A closer look at David Bowie’s music video for ‘Valentine’s Day’ suggests there’s more to it than meets the eye. When it came out earlier this month it was seen as stripped down and back to basics particulary when compared with his last, controversial video for ‘The Next Day’ that depicted Bowie as Christ and Marion Cotillard with stigmata. The lyrics suggest ‘Valentine’s Day’ is about a high school shooting: “Valentine told me who’s to go/ Feelings he’s treasured most of all/The teachers and the football star”. But is there a direct reference to Charlton Heston and the National Rifle Association he presided over until 2003? The images below seem unequivocal to me.
David Bowie’s not one for political vociferations.

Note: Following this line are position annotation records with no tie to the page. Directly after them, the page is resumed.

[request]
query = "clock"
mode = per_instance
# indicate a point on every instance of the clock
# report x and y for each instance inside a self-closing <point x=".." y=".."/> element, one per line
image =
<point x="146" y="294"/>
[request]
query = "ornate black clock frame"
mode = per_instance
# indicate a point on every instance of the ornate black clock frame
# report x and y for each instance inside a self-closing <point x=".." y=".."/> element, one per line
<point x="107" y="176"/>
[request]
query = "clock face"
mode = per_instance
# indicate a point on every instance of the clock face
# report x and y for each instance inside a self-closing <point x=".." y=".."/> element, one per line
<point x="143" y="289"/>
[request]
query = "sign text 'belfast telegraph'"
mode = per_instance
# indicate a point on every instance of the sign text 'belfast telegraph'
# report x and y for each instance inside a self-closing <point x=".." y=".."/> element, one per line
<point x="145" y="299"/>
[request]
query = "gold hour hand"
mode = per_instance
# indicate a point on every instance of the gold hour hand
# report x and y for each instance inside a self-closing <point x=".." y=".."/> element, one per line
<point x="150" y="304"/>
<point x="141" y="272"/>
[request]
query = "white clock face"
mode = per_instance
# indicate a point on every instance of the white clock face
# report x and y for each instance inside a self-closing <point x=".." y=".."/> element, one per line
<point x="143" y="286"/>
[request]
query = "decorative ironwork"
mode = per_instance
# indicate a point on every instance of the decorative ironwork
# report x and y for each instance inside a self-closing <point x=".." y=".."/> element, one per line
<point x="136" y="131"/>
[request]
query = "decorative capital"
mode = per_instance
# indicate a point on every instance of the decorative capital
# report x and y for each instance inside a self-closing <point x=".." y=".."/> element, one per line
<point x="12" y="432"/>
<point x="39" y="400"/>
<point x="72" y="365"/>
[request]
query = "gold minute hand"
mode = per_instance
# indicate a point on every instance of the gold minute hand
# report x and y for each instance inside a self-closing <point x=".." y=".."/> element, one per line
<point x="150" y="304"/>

Occasionally he’ll speak through his art, referring to Iraq and ‘military power’ in his explanation of ‘Fall Dog Bombs the Moon’ from 2003’s ‘Reality’. ‘Under The God’ from Tin Machine’s 1989 debut is about the rise of neo-Nazis, with lyrics about ‘supremacist hate’ and “right wing dicks in their boiler suits”. Perhaps he decided not to speak out traditionally after the fascism imbroglio in the mid 70s, of which he explained later: “I was out of my mind, totally crazed. The main thing I was functioning on was mythology.”
In an interview with The Times, Tony Visconti, whie confirming ‘Valentine’s Day’ is about a shooting, said “the issue for him isn’t so much guns but the mental health of the shooter.” But these clues in the video – a guitar that looks like a sawn-off gun, bullets firing past the fret and then the mirror image of Heston with rifle held aloft – suggest US gun laws are something he cares about very much indeed.